601.418/618 (S24): Assignment 0: Getting Real

Due: Friday, Feb 2nd by 11 pm

This is an Individual assignment.

Update 2/1: Please upload your completed zipfile to Canvas rather than Gradescope.

Acknowledgment: this assignment was developed by Prof. Ryan Huang for the Fall 2022 offering of OS, and is used by permission.

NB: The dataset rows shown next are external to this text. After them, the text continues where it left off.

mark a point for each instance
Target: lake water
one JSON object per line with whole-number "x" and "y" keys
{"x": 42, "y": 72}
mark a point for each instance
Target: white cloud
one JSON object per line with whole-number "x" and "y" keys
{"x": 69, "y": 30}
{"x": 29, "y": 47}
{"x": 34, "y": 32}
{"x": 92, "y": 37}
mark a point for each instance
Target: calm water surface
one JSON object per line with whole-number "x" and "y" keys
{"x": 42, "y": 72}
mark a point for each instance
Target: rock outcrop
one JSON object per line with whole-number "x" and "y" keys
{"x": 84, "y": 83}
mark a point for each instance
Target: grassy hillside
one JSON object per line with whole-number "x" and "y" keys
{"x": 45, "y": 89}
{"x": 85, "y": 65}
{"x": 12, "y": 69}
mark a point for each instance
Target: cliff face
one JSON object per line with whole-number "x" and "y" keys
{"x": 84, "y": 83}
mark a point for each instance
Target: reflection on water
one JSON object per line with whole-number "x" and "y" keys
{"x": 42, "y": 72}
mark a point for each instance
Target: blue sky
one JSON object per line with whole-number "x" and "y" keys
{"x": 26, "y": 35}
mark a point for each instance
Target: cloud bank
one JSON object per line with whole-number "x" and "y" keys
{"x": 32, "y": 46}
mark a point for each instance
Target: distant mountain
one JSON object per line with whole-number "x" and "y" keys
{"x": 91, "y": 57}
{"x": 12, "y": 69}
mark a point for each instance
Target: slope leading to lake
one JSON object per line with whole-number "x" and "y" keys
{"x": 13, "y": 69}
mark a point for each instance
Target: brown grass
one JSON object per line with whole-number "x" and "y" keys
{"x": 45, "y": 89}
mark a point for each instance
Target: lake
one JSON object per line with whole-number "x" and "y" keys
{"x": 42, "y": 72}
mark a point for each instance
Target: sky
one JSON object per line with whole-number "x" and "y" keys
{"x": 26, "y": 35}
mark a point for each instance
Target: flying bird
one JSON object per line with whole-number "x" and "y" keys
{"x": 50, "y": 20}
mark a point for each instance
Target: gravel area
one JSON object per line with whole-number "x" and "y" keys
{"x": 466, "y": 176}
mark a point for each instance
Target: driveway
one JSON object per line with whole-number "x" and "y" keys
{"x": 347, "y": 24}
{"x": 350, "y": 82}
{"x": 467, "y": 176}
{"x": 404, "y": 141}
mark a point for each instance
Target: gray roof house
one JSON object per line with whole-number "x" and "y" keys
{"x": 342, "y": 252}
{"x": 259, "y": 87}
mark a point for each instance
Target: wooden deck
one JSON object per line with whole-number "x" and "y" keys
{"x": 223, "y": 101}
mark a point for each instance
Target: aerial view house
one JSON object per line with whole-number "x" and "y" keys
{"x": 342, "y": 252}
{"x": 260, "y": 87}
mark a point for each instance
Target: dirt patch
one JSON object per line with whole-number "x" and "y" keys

Assignment 0: Getting Real

This assignment is set to prepare you for the later Pintos projects. It will walk you through what happens after a PC is powered on till when an operating system is up and running, which you may have wondered about before. You will setup the development environment, learn the Pintos workflow, and run/debug it in QEMU and Bochs. You will then do a simple programming exercise to add a tiny kernel monitor to Pintos. For this project only, the coding comprises 30% of the score and the documentation 70% of the score. Note that this assignment is much simpler than the remaining projects, because it is intentionally designed to help you warm up.

Background

PC Bootstrap

The process of loading the operating system into memory for running after a PC is powered on is commonly known as bootstrapping. The operating system will then be loading other software such as the shell for running. Two helpers are responsible for paving the way for bootstrapping: BIOS (Basic Input/Output System) and bootloader. The PC hardware is designed to make sure BIOS always gets control of the machine first after the computer is powered on. The BIOS will be performing some test and initialization, e.g., checking memory available and activating video card. After this initialization, the BIOS will try to find a bootable device from some appropriate location such as a floppy disk, hard disk, CD-ROM, or the network. Then the BIOS will pass control of the machine to the bootloader who will load the operating system.

While BIOS and the bootloader have a large task, they have very few resources to do it with. For example, IA32 bootloaders generally have to fit within 512 bytes in memory for a partition or floppy disk bootloader (i.e., only the first disk sector, and the last 2 bytes are fixed signatures for recognizing it is a bootloader). For a bootloader in the Master Boot Record (MBR), it has to fit in an even smaller 436 bytes. In addition, since BIOS and bootloader are running on bare-metals, there are no standard library call like printf or system call like read available. Its main leverage is the limited BIOS interrupt services. Many functionalities need to be implemented from scratch. For example, reading content from disk is easy inside OSes with system calls, but in bootloader, it has to deal with disk directly with complex hardware programming routines. As a result, the bootloaders are generally written in assembly language, because even C code would include too much bloat!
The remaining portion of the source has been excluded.